Obamacare is forcing people off their current plans, and making them pay for plans with benefits they don’t need. Single men with no children on the way will be forced to pay for maternity care. How can that make health care more affordable? The Cato Institute’s Michael Tanner explains the whole ugly mess here.
As of this week roughly 4.8 million individual insurance plans have been cancelled because they didn’t meet ObamaCare’s exacting standards, such as providing as maternity care (even if you were a man), alcohol rehabilitation or contraceptives. Another 5 million are expected to lose their coverage.
Few ObamaCare supporters truly mourned these cancellations. After all, they believed that those plans were, in the president’s words “subpar.” The people who bought these plans just didn’t know what was good for them.

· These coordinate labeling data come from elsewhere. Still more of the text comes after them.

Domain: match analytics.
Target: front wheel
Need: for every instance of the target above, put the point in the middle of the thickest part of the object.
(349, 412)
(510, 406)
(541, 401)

The people, however, disagreed.
In response to the public outcry, Obama offered a temporary “fix.” People with noncompliant plans will be able top keep their policies for one more year, but only if insurance companies choose to do so, and state insurance commissioners go along. And while insurers could renew existing plans, even if they don’t meet ObamaCare requirements, they still cannot sell those policies to anyone new.
The problem is that insurance plans are not simply a list of benefits on a piece of paper. They are a complex interrelationship of benefits, the pool of insured customers, a network of providers, and so on. And, because for three years insurers have been told that they could not sell noncompliant plans, many of those plans simply don’t exist anymore.